There is a pretraining phase before the model recognizing digits is built. In the pretraining phase, I built a Denoise Autoencoder(DAE) in order to obtain a set of good weights on each layer, which is later used in the training phase of the digits classifier as the initial value of the weights.
The structure of the encoder is:
inputs(1*28*28) -> Conv2d(16*24*24) -> Maxpool(16*12*12) -> Tanh -> Conv2d(32*8*8) -> Maxpool(32*4*4)
The structure of the decoder is:
inputs(32*4*4) -> ConvTranspose2d(16*12*12) -> Tanh -> ConvTranspose2d(1*28*28) -> Sigmoid
This pretraining phase is an unsupervised-training practice which is believed to be able to train the classifier more effectively later when the dataset on hand is insufficient. However in this case, this practice is solely for practicing and experimental purpose as MNIST definitely provides sufficient images for us to train our classifier. In fact, I found no difference in the resulting accuracy on test dataset between adopting and not adopting the pretrained weights when training the classifier.

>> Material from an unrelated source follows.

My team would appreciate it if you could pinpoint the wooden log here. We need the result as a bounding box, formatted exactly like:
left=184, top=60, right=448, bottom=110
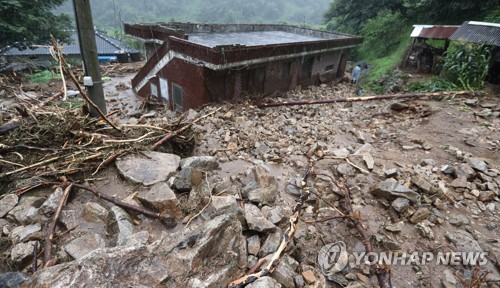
left=257, top=91, right=471, bottom=109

The following picture show the similarity between the original digits and the reconstructed ones by the DAE.
After the pretraining process, we now start the training of the actual digits classifier. This classifier shares the same structure of the encoder built in the pretraining phase to inherit the pretrained weights, while the only difference is that there is a fully-connected(FC) layer by the very end of the model structure.\
The structure of the classifier is:
inputs(1*28*28) -> Conv2d(16*24*24) -> Maxpool(16*12*12) -> Tanh -> Conv2d(32*8*8) -> Maxpool(32*4*4) -> flatten(1*1*512) -> FC(1*10) -> Softmax
The resulting classification accuracy is about 99.15%.
Now I want to try out my own handwritten digits to see if my model can also recognize digits written by myself. Here, we divide the testing into 2 parts: image processing and testing result.
The goal of the image processing is to locate the digits in the image and process them into what the digits in MNIST dataset look like. In this project we use opencv to find the contours of the digits and fill the contours in white. Then, we crop the digits into size 28*28 and save them into ./scripts/pic/digits. The following image shows the result of the processing.
While testing the model with my own handwritten digits, I found something interesting:
If the classifier is initialized with the pretrained weights obtained from DAE, the accuracy of the digits recognition is only 42.8% (9 out of 21 digits are correct), while the accuracy is 76.1% (16 out of 21 digits are correct) when not adopting the pretrained weight.
The first thing is that the accuracy gap between test data by MNIST and my own handwritten test is expected, and 76.1% might be acceptable. The reason for the gap is clear: there is noticable difference between my handwritten style and that of MNIST, which is Taiwanese and American. Since the classifier is trained with American style handwritten digits provided by MNIST, it is expected that the classifier cannot perfectly recognize my handwritten digits.
Second, the observation that adopting the pretrained weights results in significant drop in my own handwritten testing is probabily because of the overfitting issue as the model learn to identify American style handwritten digits more intensively and fail to recognize my hadwriting style.